After 11 months of dithering, three nights of barely any sleep, and one day of sweating with guilt in a showroom, I finally bought the lovely bugger. Here’s how it’s been:
Public charging, it turns out, is a piece of piss. I went for the biggest, newest, second-hand battery I could afford so I could charge it as infrequently as possible. Thanks to ZapMap I’ve got in the habit of what us evolved types call ‘destination charging’, plugging in on the few occasions I actually go somewhere. Where that doesn’t keep me topped up I’ve started reverse-engineering destination charging, looking for things to do while the car’s powering up somewhere. It’s got me doing big long physio walks around charge points, getting me out around the city and increasing activity like I’m supposed to. It’s got me going to a coffee shop for a bit of writing instead of procrastinating at home. Both have been good for me, and have been enough to keep the car topped up. Three months in, I’ve never had to sit in it for hours while it charges, or leave it for an eight-hour stint and go back for it.

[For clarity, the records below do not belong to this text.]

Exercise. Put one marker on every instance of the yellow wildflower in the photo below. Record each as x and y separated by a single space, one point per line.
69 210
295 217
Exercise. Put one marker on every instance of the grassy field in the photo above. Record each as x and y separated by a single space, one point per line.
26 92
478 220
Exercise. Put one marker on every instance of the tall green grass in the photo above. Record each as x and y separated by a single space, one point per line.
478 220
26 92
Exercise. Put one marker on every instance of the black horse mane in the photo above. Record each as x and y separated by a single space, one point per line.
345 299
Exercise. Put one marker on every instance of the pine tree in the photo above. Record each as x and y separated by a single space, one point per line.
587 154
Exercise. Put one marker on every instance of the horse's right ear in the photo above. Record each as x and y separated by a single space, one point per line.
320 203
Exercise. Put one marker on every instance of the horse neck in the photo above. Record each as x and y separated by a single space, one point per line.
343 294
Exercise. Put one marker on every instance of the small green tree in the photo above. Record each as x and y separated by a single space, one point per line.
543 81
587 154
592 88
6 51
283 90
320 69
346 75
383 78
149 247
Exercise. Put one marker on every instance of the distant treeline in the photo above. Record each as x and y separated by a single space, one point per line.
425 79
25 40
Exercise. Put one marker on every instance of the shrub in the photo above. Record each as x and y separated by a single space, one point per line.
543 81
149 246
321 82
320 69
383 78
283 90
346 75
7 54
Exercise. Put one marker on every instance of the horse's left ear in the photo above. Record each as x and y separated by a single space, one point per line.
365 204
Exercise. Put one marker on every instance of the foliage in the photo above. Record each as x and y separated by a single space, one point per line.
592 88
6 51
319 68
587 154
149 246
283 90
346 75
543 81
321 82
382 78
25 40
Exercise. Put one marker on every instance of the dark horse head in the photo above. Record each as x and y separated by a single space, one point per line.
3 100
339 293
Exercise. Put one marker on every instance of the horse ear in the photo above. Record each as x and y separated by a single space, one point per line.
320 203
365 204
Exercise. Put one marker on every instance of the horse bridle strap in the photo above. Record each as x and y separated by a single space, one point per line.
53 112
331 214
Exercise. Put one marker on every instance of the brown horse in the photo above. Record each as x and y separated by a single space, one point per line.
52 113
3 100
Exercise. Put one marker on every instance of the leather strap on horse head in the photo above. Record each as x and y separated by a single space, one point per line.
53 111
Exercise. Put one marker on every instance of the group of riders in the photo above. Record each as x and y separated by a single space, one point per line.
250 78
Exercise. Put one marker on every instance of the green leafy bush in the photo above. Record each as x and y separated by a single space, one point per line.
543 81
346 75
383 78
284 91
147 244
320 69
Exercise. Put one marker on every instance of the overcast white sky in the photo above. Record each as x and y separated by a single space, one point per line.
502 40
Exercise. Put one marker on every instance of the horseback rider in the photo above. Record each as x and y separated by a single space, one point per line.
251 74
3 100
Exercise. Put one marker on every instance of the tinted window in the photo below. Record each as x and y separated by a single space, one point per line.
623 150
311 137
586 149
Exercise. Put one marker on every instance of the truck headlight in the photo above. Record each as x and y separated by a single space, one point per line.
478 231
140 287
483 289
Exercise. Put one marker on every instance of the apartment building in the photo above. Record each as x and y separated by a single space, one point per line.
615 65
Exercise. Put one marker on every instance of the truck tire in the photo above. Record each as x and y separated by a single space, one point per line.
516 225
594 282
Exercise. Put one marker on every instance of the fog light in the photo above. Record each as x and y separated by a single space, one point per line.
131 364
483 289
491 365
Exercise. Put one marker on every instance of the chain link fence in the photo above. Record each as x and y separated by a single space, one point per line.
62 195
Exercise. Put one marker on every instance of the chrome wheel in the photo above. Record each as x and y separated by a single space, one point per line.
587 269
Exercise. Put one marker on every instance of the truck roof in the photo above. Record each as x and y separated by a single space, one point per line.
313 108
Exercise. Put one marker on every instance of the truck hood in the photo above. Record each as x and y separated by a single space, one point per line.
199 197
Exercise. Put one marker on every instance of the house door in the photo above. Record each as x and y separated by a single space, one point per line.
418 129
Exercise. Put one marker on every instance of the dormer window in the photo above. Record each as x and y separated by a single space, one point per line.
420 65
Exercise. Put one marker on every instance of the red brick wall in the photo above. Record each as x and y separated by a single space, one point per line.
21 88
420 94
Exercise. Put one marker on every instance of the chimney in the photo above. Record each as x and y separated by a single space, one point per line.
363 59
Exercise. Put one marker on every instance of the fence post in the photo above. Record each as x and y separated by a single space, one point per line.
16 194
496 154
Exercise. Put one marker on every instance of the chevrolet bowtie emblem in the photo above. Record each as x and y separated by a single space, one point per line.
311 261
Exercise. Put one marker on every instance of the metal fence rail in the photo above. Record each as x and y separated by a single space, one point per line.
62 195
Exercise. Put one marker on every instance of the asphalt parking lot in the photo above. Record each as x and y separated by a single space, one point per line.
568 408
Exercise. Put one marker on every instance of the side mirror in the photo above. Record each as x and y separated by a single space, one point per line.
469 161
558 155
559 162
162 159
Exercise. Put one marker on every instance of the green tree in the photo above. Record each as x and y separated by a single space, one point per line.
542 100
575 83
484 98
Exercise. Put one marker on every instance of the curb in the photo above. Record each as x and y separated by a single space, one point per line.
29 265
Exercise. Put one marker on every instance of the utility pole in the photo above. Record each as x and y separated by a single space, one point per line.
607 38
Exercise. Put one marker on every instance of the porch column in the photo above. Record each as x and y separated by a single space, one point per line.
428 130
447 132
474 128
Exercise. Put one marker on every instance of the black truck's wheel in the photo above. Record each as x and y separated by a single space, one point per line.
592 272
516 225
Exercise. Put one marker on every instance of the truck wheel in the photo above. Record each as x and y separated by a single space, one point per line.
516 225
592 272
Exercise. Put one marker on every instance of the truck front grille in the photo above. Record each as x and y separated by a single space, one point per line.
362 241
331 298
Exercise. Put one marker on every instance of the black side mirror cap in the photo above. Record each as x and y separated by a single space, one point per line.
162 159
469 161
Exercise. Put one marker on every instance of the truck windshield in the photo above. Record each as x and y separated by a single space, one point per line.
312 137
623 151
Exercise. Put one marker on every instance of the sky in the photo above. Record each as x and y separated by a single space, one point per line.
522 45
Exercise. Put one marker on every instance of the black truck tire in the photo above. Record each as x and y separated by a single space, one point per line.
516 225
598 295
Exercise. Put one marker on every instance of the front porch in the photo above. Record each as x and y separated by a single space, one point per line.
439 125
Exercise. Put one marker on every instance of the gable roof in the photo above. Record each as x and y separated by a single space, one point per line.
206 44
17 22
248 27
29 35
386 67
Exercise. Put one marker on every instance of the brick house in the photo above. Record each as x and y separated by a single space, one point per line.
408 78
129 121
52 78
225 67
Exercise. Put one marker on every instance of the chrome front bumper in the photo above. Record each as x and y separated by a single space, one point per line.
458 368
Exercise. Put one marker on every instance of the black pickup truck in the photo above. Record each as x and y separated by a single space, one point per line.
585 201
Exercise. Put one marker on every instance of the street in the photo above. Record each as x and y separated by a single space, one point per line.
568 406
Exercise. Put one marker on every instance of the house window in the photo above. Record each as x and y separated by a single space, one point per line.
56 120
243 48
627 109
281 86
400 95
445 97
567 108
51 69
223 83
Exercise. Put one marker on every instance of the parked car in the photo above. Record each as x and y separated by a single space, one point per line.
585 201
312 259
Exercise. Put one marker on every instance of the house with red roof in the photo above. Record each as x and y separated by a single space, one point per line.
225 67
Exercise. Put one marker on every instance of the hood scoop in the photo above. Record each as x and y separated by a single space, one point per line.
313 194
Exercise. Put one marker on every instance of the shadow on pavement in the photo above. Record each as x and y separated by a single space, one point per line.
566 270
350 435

And God damn, do I love this thing. As much as I loved public transport – and, honestly, I did – getting a car has opened up the world for me. It’s been as big a deal as getting my wheelchair back when I was a kid. That got me out of the house, back to the mall, back to the cinema, back to my part-time shitter of a supermarket job. Getting this car has got me back to my office once or twice a week. It’s got me back to the cafe my writers’ group meets in. Even boring-ass chores, like picking up my prescription or taking recycling to the tip, are no longer the centre of my day or a drain on my limited energy.

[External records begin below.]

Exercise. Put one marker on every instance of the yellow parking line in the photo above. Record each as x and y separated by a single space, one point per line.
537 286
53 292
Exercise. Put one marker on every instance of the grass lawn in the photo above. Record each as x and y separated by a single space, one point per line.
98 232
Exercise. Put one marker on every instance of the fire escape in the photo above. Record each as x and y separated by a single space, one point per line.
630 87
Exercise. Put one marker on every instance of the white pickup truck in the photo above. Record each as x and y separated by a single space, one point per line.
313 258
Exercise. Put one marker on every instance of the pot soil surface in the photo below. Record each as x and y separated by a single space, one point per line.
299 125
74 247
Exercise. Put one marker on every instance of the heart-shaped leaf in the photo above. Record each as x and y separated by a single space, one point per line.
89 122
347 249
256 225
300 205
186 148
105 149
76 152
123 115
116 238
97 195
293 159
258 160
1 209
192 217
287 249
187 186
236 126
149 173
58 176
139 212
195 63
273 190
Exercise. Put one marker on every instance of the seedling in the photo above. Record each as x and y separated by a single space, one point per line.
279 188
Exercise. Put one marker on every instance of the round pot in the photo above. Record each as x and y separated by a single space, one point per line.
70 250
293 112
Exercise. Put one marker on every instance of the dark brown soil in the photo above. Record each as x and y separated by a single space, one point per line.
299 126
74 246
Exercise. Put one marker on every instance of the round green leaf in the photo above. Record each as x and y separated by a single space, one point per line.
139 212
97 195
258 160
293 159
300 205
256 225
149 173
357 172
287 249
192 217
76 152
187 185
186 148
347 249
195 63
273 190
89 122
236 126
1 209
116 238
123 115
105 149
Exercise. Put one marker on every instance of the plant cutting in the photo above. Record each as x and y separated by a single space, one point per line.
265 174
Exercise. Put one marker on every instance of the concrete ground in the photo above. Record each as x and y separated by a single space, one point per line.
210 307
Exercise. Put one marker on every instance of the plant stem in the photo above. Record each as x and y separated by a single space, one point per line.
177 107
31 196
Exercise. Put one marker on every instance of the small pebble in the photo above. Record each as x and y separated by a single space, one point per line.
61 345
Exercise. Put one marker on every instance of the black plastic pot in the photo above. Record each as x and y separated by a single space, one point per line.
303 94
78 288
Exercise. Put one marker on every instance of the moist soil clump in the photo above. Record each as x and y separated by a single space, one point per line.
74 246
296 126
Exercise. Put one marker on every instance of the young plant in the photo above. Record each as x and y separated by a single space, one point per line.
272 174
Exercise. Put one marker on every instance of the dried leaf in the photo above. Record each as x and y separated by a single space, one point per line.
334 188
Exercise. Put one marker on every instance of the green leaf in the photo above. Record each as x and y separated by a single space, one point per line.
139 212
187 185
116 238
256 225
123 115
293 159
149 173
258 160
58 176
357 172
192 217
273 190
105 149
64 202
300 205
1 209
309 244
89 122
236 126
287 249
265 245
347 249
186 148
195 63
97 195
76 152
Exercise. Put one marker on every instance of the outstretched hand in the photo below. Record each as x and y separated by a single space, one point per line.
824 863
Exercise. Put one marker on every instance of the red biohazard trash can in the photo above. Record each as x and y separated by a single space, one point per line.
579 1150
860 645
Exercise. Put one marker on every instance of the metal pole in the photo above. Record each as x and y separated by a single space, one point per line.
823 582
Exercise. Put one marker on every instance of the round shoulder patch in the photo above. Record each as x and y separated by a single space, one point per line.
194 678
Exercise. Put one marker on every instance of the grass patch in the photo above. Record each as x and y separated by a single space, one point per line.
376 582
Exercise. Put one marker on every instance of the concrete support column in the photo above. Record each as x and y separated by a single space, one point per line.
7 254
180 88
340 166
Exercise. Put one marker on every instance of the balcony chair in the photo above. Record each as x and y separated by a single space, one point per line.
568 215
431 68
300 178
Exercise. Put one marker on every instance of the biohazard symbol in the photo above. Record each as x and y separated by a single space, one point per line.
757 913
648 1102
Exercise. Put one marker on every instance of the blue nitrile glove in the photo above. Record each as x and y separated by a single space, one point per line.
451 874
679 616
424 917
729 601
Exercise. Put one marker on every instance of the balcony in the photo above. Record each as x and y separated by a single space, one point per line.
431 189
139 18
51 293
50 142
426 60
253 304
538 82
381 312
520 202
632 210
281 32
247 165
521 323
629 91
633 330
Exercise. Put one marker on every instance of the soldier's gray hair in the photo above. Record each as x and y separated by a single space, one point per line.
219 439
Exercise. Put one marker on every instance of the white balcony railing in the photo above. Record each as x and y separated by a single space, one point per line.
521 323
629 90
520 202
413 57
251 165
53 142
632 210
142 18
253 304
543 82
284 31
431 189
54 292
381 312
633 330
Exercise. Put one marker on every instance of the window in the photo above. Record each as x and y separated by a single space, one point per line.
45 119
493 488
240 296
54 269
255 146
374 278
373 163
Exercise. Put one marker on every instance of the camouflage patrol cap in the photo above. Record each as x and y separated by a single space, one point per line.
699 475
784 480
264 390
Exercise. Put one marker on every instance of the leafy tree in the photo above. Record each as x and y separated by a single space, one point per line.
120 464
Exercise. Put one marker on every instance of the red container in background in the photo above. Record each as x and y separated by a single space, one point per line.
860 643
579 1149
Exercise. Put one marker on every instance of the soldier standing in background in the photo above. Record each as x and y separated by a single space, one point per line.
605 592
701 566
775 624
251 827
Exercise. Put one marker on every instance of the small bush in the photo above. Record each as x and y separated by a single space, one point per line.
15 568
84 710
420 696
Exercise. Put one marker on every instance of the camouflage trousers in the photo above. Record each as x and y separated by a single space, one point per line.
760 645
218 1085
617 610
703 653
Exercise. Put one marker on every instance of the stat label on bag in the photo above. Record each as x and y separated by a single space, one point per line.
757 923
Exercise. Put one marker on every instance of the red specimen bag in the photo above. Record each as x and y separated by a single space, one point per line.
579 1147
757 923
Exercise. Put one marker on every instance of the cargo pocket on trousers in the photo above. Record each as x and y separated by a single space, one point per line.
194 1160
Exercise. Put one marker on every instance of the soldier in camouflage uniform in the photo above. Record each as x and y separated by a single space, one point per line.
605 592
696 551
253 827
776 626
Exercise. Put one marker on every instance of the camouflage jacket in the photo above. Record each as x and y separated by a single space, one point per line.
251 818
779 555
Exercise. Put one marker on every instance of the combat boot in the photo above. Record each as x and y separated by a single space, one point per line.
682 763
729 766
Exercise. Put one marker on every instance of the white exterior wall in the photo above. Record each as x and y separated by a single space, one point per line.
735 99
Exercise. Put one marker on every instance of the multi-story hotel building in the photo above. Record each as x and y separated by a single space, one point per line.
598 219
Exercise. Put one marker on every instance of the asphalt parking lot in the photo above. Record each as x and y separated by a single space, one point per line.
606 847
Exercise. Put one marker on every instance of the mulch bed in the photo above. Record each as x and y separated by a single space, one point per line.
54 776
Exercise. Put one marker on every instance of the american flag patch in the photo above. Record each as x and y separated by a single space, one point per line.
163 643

When I think about the difference this has made to me, the way it’s opened up the world that had closed me out, I realise this blog post isn’t about the environmental benefits of electric cars or the practicality of public chargers. It’s about the social model of disability. It’s about my high school education ending not because I needed a wheelchair but because my school didn’t have wheelchair ramps. It’s about the world at large conspiring with my body to make life harder than it needed to be. It’s the crapness of public transport for disabled people, the demand to fit into office hours or go hungry on benefits, the thousand impracticalities of life in inaccessible cities.
This car has got me back into the world. I shouldn’t have needed it to get there.